The Food Standards Agency, in partnership with Food Standards Scotland, has published the UK’s first safety guidance for lab-grown meat, also known as cell-cultivated products.
In the latest update from the agencies’ CCP Sandbox Programme, several pieces of safety guidance have been produced.
The sandbox focuses only on animal cells and has defined cell-cultivated products as new foods that don’t involve traditional farming such as rearing livestock or growing plants and grains. They are made by taking cells from plants or animals, which are then grown into food.
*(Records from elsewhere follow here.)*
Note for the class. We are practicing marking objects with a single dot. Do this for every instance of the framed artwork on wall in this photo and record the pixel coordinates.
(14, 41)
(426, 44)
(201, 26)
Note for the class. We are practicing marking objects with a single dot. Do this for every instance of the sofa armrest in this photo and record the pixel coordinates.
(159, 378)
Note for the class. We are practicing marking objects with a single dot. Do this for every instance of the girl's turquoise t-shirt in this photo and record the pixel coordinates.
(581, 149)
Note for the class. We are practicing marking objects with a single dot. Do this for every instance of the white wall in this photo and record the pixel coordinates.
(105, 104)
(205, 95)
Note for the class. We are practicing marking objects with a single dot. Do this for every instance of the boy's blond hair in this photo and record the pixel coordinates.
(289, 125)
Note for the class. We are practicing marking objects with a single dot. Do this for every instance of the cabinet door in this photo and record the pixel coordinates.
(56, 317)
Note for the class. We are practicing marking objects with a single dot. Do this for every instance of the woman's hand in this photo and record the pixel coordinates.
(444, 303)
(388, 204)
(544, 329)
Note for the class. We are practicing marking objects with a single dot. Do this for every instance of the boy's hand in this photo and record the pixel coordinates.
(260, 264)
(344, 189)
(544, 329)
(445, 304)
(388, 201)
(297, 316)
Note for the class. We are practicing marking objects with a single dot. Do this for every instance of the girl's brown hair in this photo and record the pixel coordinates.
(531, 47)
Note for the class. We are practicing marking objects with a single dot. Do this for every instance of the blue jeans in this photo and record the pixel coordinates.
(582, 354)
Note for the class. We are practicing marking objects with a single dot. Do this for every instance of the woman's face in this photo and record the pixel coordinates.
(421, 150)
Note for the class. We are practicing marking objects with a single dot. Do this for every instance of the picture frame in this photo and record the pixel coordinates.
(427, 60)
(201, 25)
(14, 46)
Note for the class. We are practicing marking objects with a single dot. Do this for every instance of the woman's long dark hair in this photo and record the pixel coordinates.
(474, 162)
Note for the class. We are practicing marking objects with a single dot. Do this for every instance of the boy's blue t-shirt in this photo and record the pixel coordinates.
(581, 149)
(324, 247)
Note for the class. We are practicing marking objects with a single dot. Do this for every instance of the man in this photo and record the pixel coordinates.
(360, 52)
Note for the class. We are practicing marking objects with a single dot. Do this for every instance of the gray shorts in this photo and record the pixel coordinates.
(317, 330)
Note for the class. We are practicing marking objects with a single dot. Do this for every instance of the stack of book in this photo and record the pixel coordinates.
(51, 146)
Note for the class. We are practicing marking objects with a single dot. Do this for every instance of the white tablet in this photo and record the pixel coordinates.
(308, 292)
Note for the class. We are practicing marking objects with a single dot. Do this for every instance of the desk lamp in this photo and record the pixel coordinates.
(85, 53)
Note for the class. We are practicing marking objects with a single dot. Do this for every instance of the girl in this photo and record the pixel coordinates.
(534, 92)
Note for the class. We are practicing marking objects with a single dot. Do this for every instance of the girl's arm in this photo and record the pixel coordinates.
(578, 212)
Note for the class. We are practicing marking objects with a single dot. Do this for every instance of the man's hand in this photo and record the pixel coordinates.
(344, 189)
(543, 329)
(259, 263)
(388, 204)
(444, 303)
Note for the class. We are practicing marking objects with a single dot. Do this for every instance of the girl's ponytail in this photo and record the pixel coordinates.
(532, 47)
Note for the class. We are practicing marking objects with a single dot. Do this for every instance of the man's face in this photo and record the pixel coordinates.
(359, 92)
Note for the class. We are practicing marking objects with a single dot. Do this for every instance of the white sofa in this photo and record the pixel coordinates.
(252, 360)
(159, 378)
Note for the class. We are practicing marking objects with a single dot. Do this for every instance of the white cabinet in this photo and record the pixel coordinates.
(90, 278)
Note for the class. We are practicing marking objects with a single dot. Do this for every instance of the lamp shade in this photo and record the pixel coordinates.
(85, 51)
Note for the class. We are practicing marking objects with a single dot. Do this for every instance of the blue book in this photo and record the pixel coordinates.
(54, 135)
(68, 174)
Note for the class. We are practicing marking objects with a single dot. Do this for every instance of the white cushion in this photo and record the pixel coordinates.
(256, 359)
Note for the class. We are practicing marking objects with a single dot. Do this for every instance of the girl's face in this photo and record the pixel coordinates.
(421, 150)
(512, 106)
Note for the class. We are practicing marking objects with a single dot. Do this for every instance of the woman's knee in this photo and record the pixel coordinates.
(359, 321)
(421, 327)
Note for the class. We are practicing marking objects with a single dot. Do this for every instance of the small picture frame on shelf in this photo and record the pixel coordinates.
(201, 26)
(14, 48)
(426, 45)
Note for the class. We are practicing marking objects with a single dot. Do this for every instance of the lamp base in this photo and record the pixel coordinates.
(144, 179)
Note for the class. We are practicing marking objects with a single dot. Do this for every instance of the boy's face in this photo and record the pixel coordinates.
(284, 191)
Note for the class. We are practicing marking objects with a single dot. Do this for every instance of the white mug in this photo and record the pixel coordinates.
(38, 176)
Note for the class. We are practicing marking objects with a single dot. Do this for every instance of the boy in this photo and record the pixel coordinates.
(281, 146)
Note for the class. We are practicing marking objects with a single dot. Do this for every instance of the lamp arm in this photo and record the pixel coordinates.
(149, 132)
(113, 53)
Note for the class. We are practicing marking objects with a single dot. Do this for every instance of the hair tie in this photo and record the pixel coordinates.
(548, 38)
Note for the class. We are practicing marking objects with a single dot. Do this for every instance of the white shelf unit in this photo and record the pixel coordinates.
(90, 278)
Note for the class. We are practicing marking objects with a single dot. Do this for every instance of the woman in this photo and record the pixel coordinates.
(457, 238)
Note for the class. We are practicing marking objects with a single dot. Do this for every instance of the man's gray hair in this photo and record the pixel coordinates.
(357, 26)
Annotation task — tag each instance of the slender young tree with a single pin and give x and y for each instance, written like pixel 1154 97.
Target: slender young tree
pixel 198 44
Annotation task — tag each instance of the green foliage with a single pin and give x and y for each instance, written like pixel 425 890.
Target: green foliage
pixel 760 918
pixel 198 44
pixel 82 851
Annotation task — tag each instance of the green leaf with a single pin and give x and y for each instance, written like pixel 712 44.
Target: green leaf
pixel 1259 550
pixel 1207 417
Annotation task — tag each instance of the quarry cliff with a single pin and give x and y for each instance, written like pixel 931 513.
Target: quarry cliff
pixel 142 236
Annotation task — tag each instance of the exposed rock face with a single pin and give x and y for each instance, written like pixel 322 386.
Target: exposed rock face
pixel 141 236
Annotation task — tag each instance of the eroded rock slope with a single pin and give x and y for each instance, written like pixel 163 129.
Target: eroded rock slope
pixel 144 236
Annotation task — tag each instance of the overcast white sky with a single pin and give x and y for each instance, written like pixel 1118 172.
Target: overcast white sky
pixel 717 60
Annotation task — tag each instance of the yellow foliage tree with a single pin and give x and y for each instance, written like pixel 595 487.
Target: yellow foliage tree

The first piece of guidance has confirmed cell-cultivated products produced using animal cells are defined as products of animal origin, which means businesses must apply existing food safety regulations during the production process.
The second has provided guidance on allergenicity assessments and how nutritional quality will be assessed as part of the approval process for all cell-cultivated products.
“Our new guidance provides clarity for businesses, helping them to understand and correctly demonstrate to UK food regulators how their products are safe,” said Dr Thomas Vincent, director of innovation at the FSA. “Specifically, this guidance ensures companies have assessed potential allergenic risks and that they are nutritionally appropriate before they can be authorised for sale.”
Vincent added that consumers could be “reassured that these innovative new foods will meet the same rigorous safety standards”.
The Sandbox programme is funded by the Department of Science & Technology through the Engineering Biology Sandbox Fund.
This programme, Vincent said, was “allowing us to fast-track our regulatory knowledge to reduce barriers for emerging food technologies without compromising on safety standards”.